27/10/2025

Crítica do filme: 'Delírio'


Selecionado para a Mostra de SP, Delírio é um filme pra lá de insólito – no sentido de estranhamento - que congela algumas tentativas de criar tensão, sem elementos convincentes de construção de uma narrativa que parece não sair do lugar. Jogando todas suas fichas nos detalhes e no silêncio – que não soa ensurdecedor-, e com poucos personagens, o longa-metragem vai sugerindo conflitos de forma lenta, deixando o público abraçado – ou não – pela paciência.

A partir do olhar sobre três gerações de mulheres da mesma família - com relações deterioradas ao longo do tempo e marcas do passado acompanhando suas trajetórias -, somos testemunhas de uma curiosa adição do sobrenatural em meio a conflitos mundanos. As sensações e os medos buscam ganhar forma e movimento, numa imersão com muitas pontas soltas. Ao sugerir mais do que explicar, o trabalho escrito e dirigido por Alexandra Latishev Salazar vira uma missão para pessoas com grande paciência.

A médica Elisa (Liliana Biamonte) precisa passar um tempo com a mãe já debilitada, Dinia (Anabelle Ulloa), e leva consigo Masha (Helena Calderón), sua filha. Após algumas noites com sensações estranhas e barulhos esquisitos pela casa, Elisa percebe que algo está estranho naquele lugar, tomando algumas atitudes para entender o que acontece e proteger a filha.

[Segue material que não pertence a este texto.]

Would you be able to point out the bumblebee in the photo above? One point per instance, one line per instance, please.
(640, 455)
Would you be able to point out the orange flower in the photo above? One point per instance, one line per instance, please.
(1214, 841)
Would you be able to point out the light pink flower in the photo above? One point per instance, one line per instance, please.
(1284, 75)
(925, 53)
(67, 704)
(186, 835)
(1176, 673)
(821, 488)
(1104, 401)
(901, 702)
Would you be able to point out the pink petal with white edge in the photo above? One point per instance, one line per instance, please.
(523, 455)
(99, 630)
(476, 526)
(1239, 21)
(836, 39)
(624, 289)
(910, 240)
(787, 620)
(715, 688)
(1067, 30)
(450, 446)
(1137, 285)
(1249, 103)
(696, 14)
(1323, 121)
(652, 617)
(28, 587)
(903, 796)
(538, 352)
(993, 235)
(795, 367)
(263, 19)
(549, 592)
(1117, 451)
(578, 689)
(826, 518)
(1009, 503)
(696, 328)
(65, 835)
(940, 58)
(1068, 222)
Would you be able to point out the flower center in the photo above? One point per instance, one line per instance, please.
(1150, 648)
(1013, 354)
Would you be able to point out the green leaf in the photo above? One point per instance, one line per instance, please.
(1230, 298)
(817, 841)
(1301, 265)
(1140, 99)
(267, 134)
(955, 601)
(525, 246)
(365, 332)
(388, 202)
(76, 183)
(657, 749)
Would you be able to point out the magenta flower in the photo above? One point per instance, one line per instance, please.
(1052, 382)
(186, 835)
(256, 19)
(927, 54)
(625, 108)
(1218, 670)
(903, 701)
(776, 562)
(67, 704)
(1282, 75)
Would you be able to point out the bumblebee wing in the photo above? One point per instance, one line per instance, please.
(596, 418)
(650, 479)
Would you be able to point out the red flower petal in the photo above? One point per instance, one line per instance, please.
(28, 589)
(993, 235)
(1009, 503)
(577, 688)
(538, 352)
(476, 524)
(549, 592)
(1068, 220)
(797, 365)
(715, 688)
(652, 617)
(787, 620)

A princípio parece que há uma história interessante - o roteiro tem questões importantes para reflexões, como a falha parental, mais ligada ao afeto. Mas é impressionante como, ao tentar contá-la, tudo fica muito confuso, em uma simplicidade que até confunde. Um exemplo é quando observamos mais de perto os conflitos entre as gerações, principalmente entre Elisa e Dinia: percebemos uma mágoa profunda, algo nada detalhado expressando-se através de um discurso indireto, quase disfarçado.

Mas o ponto que mais pega é a relação da filha mais nova com um provável fantasma - uma figura representativa no âmbito familiar, marcada pela violência. Uma situação que, bem desenvolvida, poderia elevar a obra de patamar, abrindo inclusive camadas importantes que não são encontradas pela narrativa.

Em resumo, Delírio, ao abraçar a sensação, esquece-se de apresentar questões de forma mais clara e convincente, conduzindo o público para uma jornada na qual olhar o relógio é a única certeza.